As Đurović explains, Serbia is located at the crucial geographical intersection, that covers all migratory routes from Turkey to the EU. In that sense, Serbia can be called soft underbelly of Europe, hence expecting of earlier to take on the role of defending the EU against the all migrations, is completely unfounded. Unfortunately, some EU member states have such aspirations of seeing Serbia as a defense gate and we see this on the ground through theirs’ efforts to somehow stop migrations. Yet, migrants always somehow find their way to the EU and we witness that migrations still exist and take place through our territory towards the EU and despite all the restrictions.

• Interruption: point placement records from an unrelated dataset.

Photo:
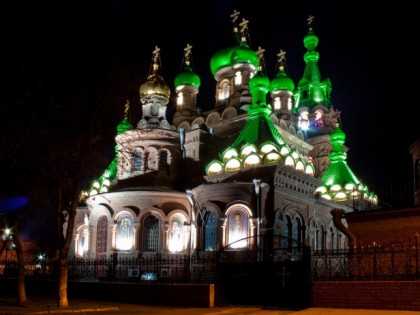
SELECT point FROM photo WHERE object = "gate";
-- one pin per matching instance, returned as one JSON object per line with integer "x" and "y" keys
{"x": 276, "y": 277}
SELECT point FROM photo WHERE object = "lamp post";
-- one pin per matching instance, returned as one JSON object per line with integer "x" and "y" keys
{"x": 257, "y": 185}
{"x": 6, "y": 239}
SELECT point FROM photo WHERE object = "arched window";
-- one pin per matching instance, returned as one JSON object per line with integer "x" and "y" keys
{"x": 151, "y": 234}
{"x": 303, "y": 122}
{"x": 124, "y": 233}
{"x": 332, "y": 239}
{"x": 238, "y": 78}
{"x": 102, "y": 237}
{"x": 225, "y": 91}
{"x": 151, "y": 161}
{"x": 180, "y": 99}
{"x": 82, "y": 241}
{"x": 137, "y": 161}
{"x": 277, "y": 103}
{"x": 163, "y": 160}
{"x": 297, "y": 228}
{"x": 237, "y": 229}
{"x": 210, "y": 231}
{"x": 176, "y": 242}
{"x": 323, "y": 239}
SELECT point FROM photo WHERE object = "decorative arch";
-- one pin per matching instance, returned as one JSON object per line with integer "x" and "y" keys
{"x": 238, "y": 229}
{"x": 197, "y": 122}
{"x": 229, "y": 112}
{"x": 213, "y": 118}
{"x": 184, "y": 125}
{"x": 152, "y": 154}
{"x": 151, "y": 231}
{"x": 124, "y": 231}
{"x": 178, "y": 233}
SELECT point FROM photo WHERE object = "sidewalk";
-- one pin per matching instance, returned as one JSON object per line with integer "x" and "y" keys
{"x": 47, "y": 305}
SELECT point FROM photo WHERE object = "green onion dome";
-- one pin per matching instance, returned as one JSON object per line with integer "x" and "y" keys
{"x": 154, "y": 85}
{"x": 233, "y": 55}
{"x": 221, "y": 59}
{"x": 337, "y": 139}
{"x": 187, "y": 77}
{"x": 282, "y": 82}
{"x": 243, "y": 54}
{"x": 259, "y": 86}
{"x": 311, "y": 40}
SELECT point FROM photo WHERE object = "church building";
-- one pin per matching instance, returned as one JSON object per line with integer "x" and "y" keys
{"x": 265, "y": 166}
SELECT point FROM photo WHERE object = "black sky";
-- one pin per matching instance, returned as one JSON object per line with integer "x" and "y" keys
{"x": 356, "y": 45}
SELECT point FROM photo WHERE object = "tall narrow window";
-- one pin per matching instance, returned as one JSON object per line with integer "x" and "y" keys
{"x": 297, "y": 228}
{"x": 125, "y": 233}
{"x": 238, "y": 78}
{"x": 323, "y": 239}
{"x": 163, "y": 160}
{"x": 137, "y": 161}
{"x": 210, "y": 231}
{"x": 175, "y": 241}
{"x": 180, "y": 99}
{"x": 102, "y": 237}
{"x": 277, "y": 103}
{"x": 151, "y": 234}
{"x": 237, "y": 237}
{"x": 225, "y": 91}
{"x": 332, "y": 242}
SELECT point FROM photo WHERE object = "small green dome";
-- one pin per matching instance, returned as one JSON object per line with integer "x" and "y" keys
{"x": 155, "y": 85}
{"x": 187, "y": 77}
{"x": 282, "y": 82}
{"x": 259, "y": 86}
{"x": 311, "y": 41}
{"x": 221, "y": 59}
{"x": 233, "y": 55}
{"x": 243, "y": 54}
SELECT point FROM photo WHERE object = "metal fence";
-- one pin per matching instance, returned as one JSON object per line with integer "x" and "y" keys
{"x": 392, "y": 262}
{"x": 151, "y": 269}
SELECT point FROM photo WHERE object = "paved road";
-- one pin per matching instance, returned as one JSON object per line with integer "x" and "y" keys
{"x": 42, "y": 305}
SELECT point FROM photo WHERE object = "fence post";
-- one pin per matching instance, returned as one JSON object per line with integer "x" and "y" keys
{"x": 417, "y": 256}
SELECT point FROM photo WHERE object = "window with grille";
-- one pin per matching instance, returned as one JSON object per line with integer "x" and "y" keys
{"x": 210, "y": 231}
{"x": 163, "y": 160}
{"x": 137, "y": 161}
{"x": 151, "y": 234}
{"x": 102, "y": 237}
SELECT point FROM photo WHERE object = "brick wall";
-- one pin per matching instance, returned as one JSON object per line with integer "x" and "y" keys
{"x": 384, "y": 227}
{"x": 381, "y": 295}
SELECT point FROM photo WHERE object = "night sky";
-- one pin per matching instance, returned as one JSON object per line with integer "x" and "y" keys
{"x": 54, "y": 45}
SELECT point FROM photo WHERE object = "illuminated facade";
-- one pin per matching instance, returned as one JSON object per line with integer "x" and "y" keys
{"x": 268, "y": 159}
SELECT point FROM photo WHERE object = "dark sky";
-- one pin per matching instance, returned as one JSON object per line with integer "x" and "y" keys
{"x": 356, "y": 44}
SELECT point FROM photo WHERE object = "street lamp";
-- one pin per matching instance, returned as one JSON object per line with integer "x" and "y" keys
{"x": 7, "y": 237}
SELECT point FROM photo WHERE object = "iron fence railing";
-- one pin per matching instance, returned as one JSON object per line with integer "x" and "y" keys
{"x": 151, "y": 269}
{"x": 391, "y": 262}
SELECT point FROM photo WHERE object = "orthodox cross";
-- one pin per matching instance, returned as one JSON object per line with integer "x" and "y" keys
{"x": 310, "y": 20}
{"x": 244, "y": 27}
{"x": 187, "y": 53}
{"x": 126, "y": 108}
{"x": 281, "y": 57}
{"x": 235, "y": 16}
{"x": 156, "y": 54}
{"x": 260, "y": 53}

Đurović concludes that, “in this light of current situation, the EU Commissioner Johansson is coming next week to Serbia, and on that occasion it is expected for a new agreement to be signed between Serbia and Frontex allowing for the operational presence and the work of Frontex in the field. There is a tendency for greater restrictions, attempts to stop migration through physical barriers, but also with the help of third countries, which could accept a certain number of people through a different types of arrangements. Now when we talk about our position, we are very weak and vulnerable, and in this sense we have to insist on the responsibility of the EU. As Đurović further explains, refugees pass through the EU (Bulgaria, Greece) and enter Serbia – hence there is an argument of the EU’s responsibility here. Serbia should not be seen just as a place, where people should relocate or from where they should be deported somewhere else”. Instead and as Đurović states, Serbia should be a country, that shares the burden in solidarity and receives the EU support, only in this way can this problem be solved in our country.

Migrations did not stop, but the route only changed

Commenting on the question of whether Serbia’s migratory routes have changed lately, Đurović underlines that indeed routes have changed, thanks to the extensive police interventions. As explained, because of extensive Serbia’s police interventions, it happened that migrants found a new path to the EU, that it goes through southern and eastern Serbia towards the west of the country, and from western Serbia to Bosnia. As Đurović underlined since the beginning of this year and according to APC’s estimation, 18,000 people managed to pass through Serbia in the first six months, so migration has not stopped, but it is smaller in numbers, due to interventions from the direction of Turkey.

“We are witnessing that in the north of Serbia, there are still attempts to cross the EU border, but now these attempts or people being able to pass are measured by tens of people, not thousands as before. Migrants, with the help of smugglers, has gone illegal, now bypassing country’s asylum centers and reception centers. They follow some smuggling routes, moving quickly in the direction of Bosnia. For this reason, refugees are not so visible to citizens in the north of Serbia, as they were before,” Đurović points out.

With the assistance of smugglers, it takes 4 days for migrants to reach Serbia from Turkey

Đurović explains that with the assistance of smugglers, migrants need about 4 days to reach Serbia from Turkey, which speaks of the failure of the Europe’s restrictive policies and barriers. Migrants who come to Serbia are mainly people from Syria, who have stayed in Turkey for a long period of time, Kurds from Turkey and populations coming from Iraq, Afghanistan, as well as migrants who come, as they say, from Palestine.